We have both. For identification purpose- ie instead of leaving your passport- we've found that either card will do in Spain, France, Austria, Germany, Netherlands and Belgium anyway.

However, the CCI card will get you a discount - in both high and low seasons- in many campsites, which the ACSI Club Carnet will not, as far as I know. This can be from 10-20 % so worth having.

A printable country-by-country list of the sites that offer these discounts, and the dates they apply, is available on the CCI website.

The CCI card offers a third party insurance for you and all members of your party. I haven't checked whether the ACSI Card does the same and whether the terms are the same.

G


----------



## TR5 (Jun 6, 2007)

Hi Grizzly,
The ACSI Club ID is a camping carnet, and does give full liability insurance for your entire party, up to I think 15 people.

It also shows your passport details, much the same as the CCI, that's why I wondered if it is necessary to carry both.
I do have the ACSI Camping card, for the discounted low season ACSI sites as well.

As the Club ID carnet is free to ACSI members, I suppose no harm in holding both.

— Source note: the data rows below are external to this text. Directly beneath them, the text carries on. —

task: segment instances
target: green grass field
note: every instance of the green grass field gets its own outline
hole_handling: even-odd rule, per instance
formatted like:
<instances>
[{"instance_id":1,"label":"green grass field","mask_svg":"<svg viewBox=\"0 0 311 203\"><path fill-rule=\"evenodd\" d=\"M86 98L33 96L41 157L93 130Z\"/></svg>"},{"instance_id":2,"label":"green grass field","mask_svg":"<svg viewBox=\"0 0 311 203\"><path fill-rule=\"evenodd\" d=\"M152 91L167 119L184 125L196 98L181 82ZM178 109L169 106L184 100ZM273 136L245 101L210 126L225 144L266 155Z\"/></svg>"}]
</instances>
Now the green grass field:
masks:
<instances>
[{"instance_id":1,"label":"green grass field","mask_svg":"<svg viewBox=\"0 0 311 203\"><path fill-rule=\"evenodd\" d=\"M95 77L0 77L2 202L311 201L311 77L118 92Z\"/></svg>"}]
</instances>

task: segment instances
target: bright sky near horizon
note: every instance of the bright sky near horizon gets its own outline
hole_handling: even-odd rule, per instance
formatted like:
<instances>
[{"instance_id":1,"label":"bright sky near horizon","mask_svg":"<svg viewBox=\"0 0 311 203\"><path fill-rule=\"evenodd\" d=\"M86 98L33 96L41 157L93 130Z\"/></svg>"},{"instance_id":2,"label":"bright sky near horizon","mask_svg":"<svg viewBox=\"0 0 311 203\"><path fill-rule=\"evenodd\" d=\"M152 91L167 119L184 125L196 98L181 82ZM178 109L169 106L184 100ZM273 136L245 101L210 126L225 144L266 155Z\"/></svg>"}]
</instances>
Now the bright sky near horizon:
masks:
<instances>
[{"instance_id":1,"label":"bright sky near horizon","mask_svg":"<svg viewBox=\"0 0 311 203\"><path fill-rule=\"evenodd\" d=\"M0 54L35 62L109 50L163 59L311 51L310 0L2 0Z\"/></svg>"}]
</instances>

I just wondered if they are both the same item.


----------



## Grizzly (May 9, 2005)

TR5 said:


> Hi Grizzly,
> 
> I do have the ACSI Camping card, for the discounted low season ACSI sites as well.
> 
> .


I've never checked to see how much overlap there is between sites that give discounts with CCI and with ACSI. There are sites that give high season discounts with CCI however, which is not something that you get with ACSI. Given that the discount on a one-night pitch is likely to be the same as the cost of the CCI card in the first place....well !

G :wink:


----------



## malkay (Feb 6, 2008)

when I asked about ACSI card I was informed that it was for ACSI sites only. I therefore carry both. 

Malkay


----------



## munron (Feb 18, 2011)

It does no harm to have both - the cost is fairly minimal anyway.
From our experiences around Europe this year, we found that the CCI card was more favoured even at ACSI sites where we were getting discount.

N.


----------



## Wupert (Aug 6, 2007)

Grizzly said:


> TR5 said:
> 
> 
> > Does anyone know if the ACSI Club Camping Carnet is used instead of the Camping Card International, or whether it is preferential to hold both - obviously when continental touring.
> ...


I'll raise you Luxembourg Slovenia and Croatia


----------